What is most striking is that relatively few banks failed the test, i.e only 14 out of 130. That is quite a success. Was the exam too easy? At first sight this does not seem to be the case. The ECB examined, for example, what the effect would be of a decrease of GDP by 5% spread over two years on the value of the banks’ assets. That is quite a steep recession, comparable to the one that hit the Eurozone in 2008-09. Of course, the ECB could have investigated more pessimistic scenarios. For example, it could have asked what would happen if a new crisis erupted in the government bond markets? The ECB investigated only mild increases (2 to 3 percent) in the government bond yields. During the period 2010-11, these increases were much larger, reaching 10 percent or more. Should the ECB not have been tougher and simulated more intensely negative economic shocks?
This is like asking how pessimistic a central bank should be? There are negative scenarios that are so unfavorable that not even half of the banks would survive these. A new debt crisis like the one we experienced in 2010-11 is such a scenario. Such a negative scenario is not even very unlikely. But should a central work out the consequences of a disaster?
The ECB walks on a tightrope. An overly pessimistic scenario that would lead to the conclusion that more than half of the banks are at risk would be the equivalent of a terrorist suicide attack. The publication of such a scenario by the central bank would lead to an immediate banking crisis. A central bank that cares about financial stability should not place a bomb in the market place. The ECB has not done so.
Yet the ECB did not fall into the other extreme. It did not let all the banks pass the test. Fourteen banks failed. This is not a high number. But neither is it a ridiculously low number that would have harmed the reputation of the central bank. The ECB carefully considered how far it could go in balancing the need to maintain financial stability with the desire to keep its reputation intact. The ECB seems to have succeeded in this balancing act.

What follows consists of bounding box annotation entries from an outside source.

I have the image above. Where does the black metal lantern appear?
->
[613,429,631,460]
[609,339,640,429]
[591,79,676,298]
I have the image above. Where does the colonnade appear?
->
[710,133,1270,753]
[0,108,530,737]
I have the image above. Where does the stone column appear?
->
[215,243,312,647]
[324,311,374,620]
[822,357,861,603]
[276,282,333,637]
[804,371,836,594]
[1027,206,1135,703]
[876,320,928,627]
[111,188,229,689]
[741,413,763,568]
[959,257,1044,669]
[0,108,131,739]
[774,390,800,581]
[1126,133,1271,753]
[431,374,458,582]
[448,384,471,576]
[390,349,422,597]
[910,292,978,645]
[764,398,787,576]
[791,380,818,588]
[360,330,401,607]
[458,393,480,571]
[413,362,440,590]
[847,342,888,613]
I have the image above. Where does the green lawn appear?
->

Should we expect that the bank stress-test now is the beginning of a new era and that banks will be willing to expand bank credit, as the Vice-President of the ECB, Vítor Constâncio, suggested? This is highly unlikely. The depressed nature of bank credit today has much to do with the fact that economic activity in the Eurozone has slowed down again. As a result, the demand for credit by firms and consumers remains low. In order to overcome this, it will be necessary to stimulate aggregate demand. The best way to do this is by increasing public investment. Put differently, the stress-test was necessary to create the conditions for banks to start lending again. But such an increase will only be possible if the Eurozone ends the period of austerity and starts stimulating investment again. Unfortunately, the resistance towards fiscal stimulus is the highest in those countries that face the least financial constraints to engage in such policies.